Julien Féré (SNCF) : « Le danger du sujet RSE, est qu’il est très à la mode»
Le directeur de la communication Voyages chez SNCF répond à nos questions à quelques jours de l’événement de « Impact. Le point sur la RSE » organisé le 7 mai par CB News et Havas Media et dont SNCF est partenaire.
CB News : Comment les politiques RSE doivent-elles s’inscrire dans la communication des marques ?
Julien Féré - Vous vous souvenez du slogan des frites Mc Cain dans les années 90 « C’est ceux qui en parlent le moins qui en mangent le plus » ? Jusqu’à peu, au sein de Voyages SNCF, nous étions assez convaincus par cet adage en la matière. Nous ne voulions paraître ni opportunistes, ni imprécis. Mais les choses ont changé. D’abord car il s’agit de répondre à l’intérêt, voire l’engouement des Français pour ces sujets. Et puis aujourd’hui, nous avons des chiffres, des éléments tangibles à partager, notamment grâce à l’étude conduite avec l’ADEME pour comparer les émissions de GES des différents moyens de transport.
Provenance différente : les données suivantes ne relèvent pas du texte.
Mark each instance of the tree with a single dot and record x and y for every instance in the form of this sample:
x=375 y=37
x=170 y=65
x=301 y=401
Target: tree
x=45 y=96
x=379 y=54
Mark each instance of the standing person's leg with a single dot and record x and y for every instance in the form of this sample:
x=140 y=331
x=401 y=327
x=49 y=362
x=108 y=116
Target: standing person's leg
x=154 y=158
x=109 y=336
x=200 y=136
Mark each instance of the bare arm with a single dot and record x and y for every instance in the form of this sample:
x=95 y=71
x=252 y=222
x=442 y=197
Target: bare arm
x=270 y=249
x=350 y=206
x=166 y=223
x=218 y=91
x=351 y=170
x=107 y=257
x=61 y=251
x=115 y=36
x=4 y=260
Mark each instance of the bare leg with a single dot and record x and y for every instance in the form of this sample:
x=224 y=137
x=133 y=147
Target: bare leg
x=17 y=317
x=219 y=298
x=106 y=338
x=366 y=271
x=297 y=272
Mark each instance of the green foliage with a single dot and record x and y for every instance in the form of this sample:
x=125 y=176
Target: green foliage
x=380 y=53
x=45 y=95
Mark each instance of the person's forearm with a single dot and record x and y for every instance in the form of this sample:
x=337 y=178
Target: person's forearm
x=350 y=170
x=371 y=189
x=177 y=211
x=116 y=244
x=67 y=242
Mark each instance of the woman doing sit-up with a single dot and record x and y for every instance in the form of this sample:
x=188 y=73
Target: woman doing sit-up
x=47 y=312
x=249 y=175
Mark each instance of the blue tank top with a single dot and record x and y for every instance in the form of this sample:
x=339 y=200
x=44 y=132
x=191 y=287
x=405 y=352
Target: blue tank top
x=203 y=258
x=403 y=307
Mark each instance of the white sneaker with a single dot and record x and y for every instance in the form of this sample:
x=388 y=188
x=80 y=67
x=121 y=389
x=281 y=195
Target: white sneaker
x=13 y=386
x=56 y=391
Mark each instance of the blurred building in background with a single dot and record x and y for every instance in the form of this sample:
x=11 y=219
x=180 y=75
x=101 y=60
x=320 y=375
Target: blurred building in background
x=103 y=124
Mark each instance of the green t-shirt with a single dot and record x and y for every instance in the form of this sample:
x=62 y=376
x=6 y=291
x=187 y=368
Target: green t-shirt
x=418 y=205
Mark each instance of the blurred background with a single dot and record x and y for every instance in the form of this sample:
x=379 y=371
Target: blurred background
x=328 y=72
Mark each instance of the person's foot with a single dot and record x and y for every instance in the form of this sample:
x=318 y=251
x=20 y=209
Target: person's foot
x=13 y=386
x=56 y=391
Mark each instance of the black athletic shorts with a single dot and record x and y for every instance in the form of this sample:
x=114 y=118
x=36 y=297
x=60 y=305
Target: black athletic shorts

Nous avons mis en place un programme commun à toutes nos marques : Ouigo, INOUI, et Intercités : « Planète Voyages » et avons ajouté un pilier vert à chacune de nos plateformes de marque. Le tri des déchets à bord, la recherche du meilleur type d’énergie sont des réalités depuis longtemps, nos arguments sont les mêmes, mais la façon de les délivrer a changé. Ils doivent désormais s’inscrire dans nos outils de communication, nos créations publicitaires par exemple, reprennent ces éléments, avec un fonds commun mais une forme propre à chaque marque : un ton, un humour, une patte, une DA très différente. De sorte que ce qui semble être une nouvelle donne n’apparaisse pas comme une verrue mais bien une extension naturelle de nos territoires de communication.
CB News- En tant que directeur de la communication, comment gérez-vous l’ensemble des points sur lesquels peuvent s’exprimer vos engagements RSE : le fond des messages, la diversité des castings, l’impact carbone de vos plans médias, … ?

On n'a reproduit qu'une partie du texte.